Dateline‘s Abu
Ghraib story is the biggest international scoop by an Australian media
organisation for a long time. The story has spread like wildfire around
the world, with the footage and photos running across Middle Eastern
and Western TV stations and front pages worldwide. And the current
affairs program has come under direct fire from the Bush administration
as it criticised the program’s decision to run the images.
This isn’t the first timeDateline has
hit world headlines; last October it broadcast images of US soldiers
burning the corpses of two Taliban fighters. So did they anticipate
such a massive worldwide reaction? “No, we didn’t to be honest,” Dateline‘s
Executive Producer Mike Carey told Crikey. “It’s an extraordinary
response. It’s gone everywhere.

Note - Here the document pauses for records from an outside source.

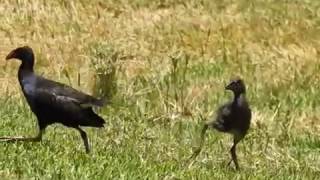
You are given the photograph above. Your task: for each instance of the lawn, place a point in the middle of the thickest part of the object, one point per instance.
(163, 65)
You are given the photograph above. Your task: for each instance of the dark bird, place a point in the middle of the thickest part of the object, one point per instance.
(53, 102)
(233, 117)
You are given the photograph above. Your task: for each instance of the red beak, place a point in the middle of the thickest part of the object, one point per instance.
(11, 55)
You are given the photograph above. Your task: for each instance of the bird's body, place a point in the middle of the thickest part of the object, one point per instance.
(233, 117)
(54, 102)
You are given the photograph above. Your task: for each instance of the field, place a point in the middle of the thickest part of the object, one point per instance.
(163, 64)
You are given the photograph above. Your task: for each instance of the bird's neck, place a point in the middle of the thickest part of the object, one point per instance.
(25, 69)
(238, 97)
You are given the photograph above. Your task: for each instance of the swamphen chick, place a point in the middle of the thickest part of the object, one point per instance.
(53, 102)
(233, 117)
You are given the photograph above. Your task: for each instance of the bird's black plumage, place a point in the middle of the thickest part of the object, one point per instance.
(54, 102)
(233, 117)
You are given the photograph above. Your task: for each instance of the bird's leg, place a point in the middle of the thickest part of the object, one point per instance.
(84, 138)
(20, 138)
(202, 137)
(236, 140)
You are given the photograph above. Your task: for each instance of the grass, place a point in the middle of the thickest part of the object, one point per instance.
(168, 62)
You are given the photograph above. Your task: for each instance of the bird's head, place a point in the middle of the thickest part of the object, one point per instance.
(237, 86)
(24, 53)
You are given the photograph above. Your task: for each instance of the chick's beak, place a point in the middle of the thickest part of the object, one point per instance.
(11, 55)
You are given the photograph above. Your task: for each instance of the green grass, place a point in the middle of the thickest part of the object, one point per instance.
(163, 64)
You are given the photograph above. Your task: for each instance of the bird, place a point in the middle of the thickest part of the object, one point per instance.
(233, 117)
(53, 102)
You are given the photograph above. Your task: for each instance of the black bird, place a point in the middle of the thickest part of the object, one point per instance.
(233, 117)
(53, 102)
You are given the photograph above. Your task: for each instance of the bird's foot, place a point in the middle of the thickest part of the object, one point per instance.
(19, 138)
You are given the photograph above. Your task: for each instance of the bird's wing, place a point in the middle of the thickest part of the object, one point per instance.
(52, 91)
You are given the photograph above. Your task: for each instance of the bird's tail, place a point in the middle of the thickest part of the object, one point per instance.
(94, 119)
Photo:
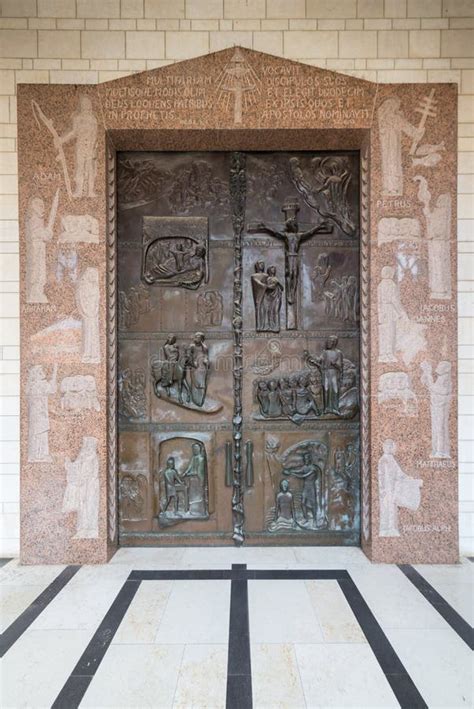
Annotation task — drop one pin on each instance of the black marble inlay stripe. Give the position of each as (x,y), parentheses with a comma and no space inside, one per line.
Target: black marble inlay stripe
(14,631)
(237,573)
(239,670)
(400,681)
(73,691)
(460,626)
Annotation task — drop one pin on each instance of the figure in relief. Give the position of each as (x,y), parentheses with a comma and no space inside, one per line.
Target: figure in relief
(79,229)
(133,497)
(79,393)
(84,134)
(82,493)
(284,511)
(184,495)
(38,389)
(209,308)
(327,389)
(397,333)
(66,266)
(38,233)
(395,392)
(132,305)
(438,234)
(175,488)
(324,187)
(396,489)
(441,394)
(331,365)
(132,396)
(181,374)
(267,295)
(392,126)
(87,300)
(392,229)
(292,238)
(320,275)
(311,497)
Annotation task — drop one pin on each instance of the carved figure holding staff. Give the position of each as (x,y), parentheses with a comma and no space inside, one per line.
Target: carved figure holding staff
(37,235)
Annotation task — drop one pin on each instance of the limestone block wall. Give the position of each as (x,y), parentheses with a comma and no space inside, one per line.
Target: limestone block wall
(91,41)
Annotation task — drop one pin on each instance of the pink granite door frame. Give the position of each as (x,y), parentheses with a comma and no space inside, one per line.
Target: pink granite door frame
(68,284)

We’re getting calls and emails from as
far away as Hungary and Latin America, all over the world really.”
“We
didn’t envisage that it would be like this,” says Carey. “We can’t have
it both ways, we can’t say that we didn’t expect it to be as big as
this and then” be accused of doing it for the publicity. “I didn’t
think it would create the same impact [as last time]. All we were
concerned with was making sure that what we were doing was the right
thing to do.”
“We had hesitations over some of the images on
the grounds of taste,” such as the sexually explicit material, says
Carey, but “the thing that really convinced us was the images of
corpses…There are so many unanswered questions that we had a
responsibility to show them, because of the level of depravity and
unexplained questions. Surely these things should be addressed.”
So how does Dateline respond to the fact that respected news outlets like The Washington Post
have decided not to run the images? That’s just “gutless,” says Carey.
“We do understand that some US magazines had the photos and have been
sitting on them which I put down to self censorship.”
Meanwhile, US website Salon has posted more previously unpublished images from Abu Ghraib, along with an explanation as to why they did it. Poynter Online runs a series of questions that news outlets need to ask themselves before running the images, and The Guardian asks if the Abu Ghraib footage and photos are newsworthy or just gratuitous?